Design Thinking: Nutzerbedürfnisse von Anfang an evaluieren ist das Gebot der Stunde für die Software-Entwicklung, denn wer versteht, was sie wirklich benötigen, hat die Nase vorn.
Ob beruflich genutzte Software oder private Smartphone-App: Viele Nutzer haben schon einmal die Erfahrung gemacht, dass eine Anwendunge ihren Zweck nicht so richtig erfüllen kann. Dann bietet sie zwar jede Menge technischen Schnickschnack, sieht todschick aus und lässt sich auch superergonomisch bedienen – die Aufgabe, für die sie eigentlich geschaffen wurde, kann sie aber nicht wirklich erledigen. Sie wurde an den Bedürfnissen der Nutzer vorbeientwickelt.
Dabei steht der Softwarebranche eigentlich ein Konzept zur Verfügung, das solche Fälle verhindern kann: das Design Thinking. Zu dessen wichtigsten Grundprinzipien zählen die „Human Centricity“, also das In-den-Mittelpunkt-Stellen der Anwender, sowie eine experimentelle und iterative Vorgehensweise. Bevor eine Software entwickelt wird, wird in Bedarfsanalysen mit echten Vertretern der avisierten Zielgruppe abgeklärt, welche genauen Bedürfnisse diese Zielgruppe hat. Im Anschluss wird dann schnell ein erster Prototyp erstellt und iterativ weiterentwickelt und optimiert und dabei immer wieder in Feedback-Schleifen von echten Endanwendern getestet.
Einige Aspekte davon sind in der Realität auch bereits durchaus verwirklicht – zumindest in Ansätzen. So gibt es etwa schon seit längerem in der Softwarebranche einen starken Trend zur User Experience, der bei der Entwicklung der Benutzerführung den menschlichen Anwender in den Mittelpunkt stellt. Mit dem User Experience Designer hat die Branche sogar ein eigenes Berufsbild dafür geschaffen. Diese Designer beschäftigen sich etwa damit, wie Buttons positioniert sein müssen, damit der User einer App seinen Finger möglichst nicht von rechts oben nach links unten bewegen muss; oder wie sich bei einer Anwendung die Anzahl der Mausklicks für die Durchführung einer bestimmten Aufgabe von fünf auf zwei reduzieren lässt. Ähnliches gilt für die experimentellen und iterativen Ansätze. Sie finden sich in der Softwarebranche in Form von agilen Entwicklungsmethoden ansatzweise wieder.
Die vielen Dinge, die die Softwarebranche schon richtig macht, hat sie bisher oft noch gar nicht im Kontext des Design Thinking wahrgenommen. Deshalb ist es an der Zeit, dass sie ihr Bewusstsein für dieses Konzept schärft und es in der Folge konsequenter umsetzt.

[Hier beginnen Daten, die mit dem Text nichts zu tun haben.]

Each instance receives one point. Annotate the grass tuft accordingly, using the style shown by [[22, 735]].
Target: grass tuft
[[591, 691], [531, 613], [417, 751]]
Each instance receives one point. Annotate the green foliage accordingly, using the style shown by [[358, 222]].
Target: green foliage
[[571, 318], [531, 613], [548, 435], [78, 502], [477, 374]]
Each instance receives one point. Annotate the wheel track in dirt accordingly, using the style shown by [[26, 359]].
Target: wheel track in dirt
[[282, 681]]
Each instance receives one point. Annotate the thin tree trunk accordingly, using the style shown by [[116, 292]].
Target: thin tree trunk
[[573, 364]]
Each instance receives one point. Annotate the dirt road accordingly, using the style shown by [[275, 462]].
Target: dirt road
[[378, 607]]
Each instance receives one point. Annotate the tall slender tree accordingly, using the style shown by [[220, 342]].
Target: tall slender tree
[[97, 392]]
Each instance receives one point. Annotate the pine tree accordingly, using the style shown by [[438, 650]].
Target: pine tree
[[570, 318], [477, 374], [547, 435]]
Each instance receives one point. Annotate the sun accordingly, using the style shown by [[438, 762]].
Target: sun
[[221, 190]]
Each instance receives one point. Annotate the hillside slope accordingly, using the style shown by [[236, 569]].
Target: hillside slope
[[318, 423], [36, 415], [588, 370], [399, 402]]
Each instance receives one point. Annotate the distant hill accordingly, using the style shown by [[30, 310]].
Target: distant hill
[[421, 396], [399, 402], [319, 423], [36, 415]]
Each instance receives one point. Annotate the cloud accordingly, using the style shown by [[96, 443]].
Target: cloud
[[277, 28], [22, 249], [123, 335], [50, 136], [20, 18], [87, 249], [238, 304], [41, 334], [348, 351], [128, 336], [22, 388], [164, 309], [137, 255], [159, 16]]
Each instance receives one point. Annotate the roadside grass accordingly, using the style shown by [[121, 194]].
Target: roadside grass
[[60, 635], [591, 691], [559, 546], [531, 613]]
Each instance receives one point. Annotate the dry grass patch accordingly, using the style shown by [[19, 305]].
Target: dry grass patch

Was bisher allerdings kaum umgesetzt wird, ist das Evaluieren der Nutzerbedürfnisse ganz am Anfang. In der Softwareentwicklung gehen die Verantwortlichen nach wie vor sehr schnell dazu über, einfach mal etwas zu entwickeln, von dem sie einfach nur glauben, dass die Anwender es gerne hätten – etwa, weil es technologisch spannende und hippe Features und Funktionen bietet. Ein aktuelles Beispiel dafür sind Chatbots. Chatbots sind in, der Wettbewerb hat sie auch, und deshalb bauen wir jetzt einen in unsere Website ein – so oder so ähnlich dürften häufig die Überlegungen der Verantwortlichen oft lauten. Welche Bedürfnisse soll der Chatbot eigentlich erfüllen? Diese Frage wird noch viel zu häufig nicht gestellt.
Der Grund dafür könnte sein: Die vielen Dinge, die die Softwarebranche schon richtig macht, hat sie bisher oft noch gar nicht im Kontext des Design Thinking wahrgenommen. Deshalb ist es an der Zeit, dass sie ihr Bewusstsein für dieses Konzept schärft und es in der Folge konsequenter umsetzt. Dazu zählt allen voran natürlich, die Anwenderbedürfnisse gründlich zu klären. Dabei kann am Ende dann etwas ganz anderes herauskommen als es zunächst den Anschein hat. Ein Beispiel aus der Nicht-Software-Welt verdeutlicht das: Ein Kunde, der in den Baumarkt geht um eine Bohrmaschine zu kaufen, hat nur auf den ersten Blick das Bedürfnis, eine Bohrmaschine zu besitzen. Auf den zweiten Blick hat er das Bedürfnis, ein Loch in die Wand zu bohren. Und bei noch genauerem Hinsehen zeigt sich, dass er eigentlich das Bedürfnis hat, ein Bild aufzuhängen.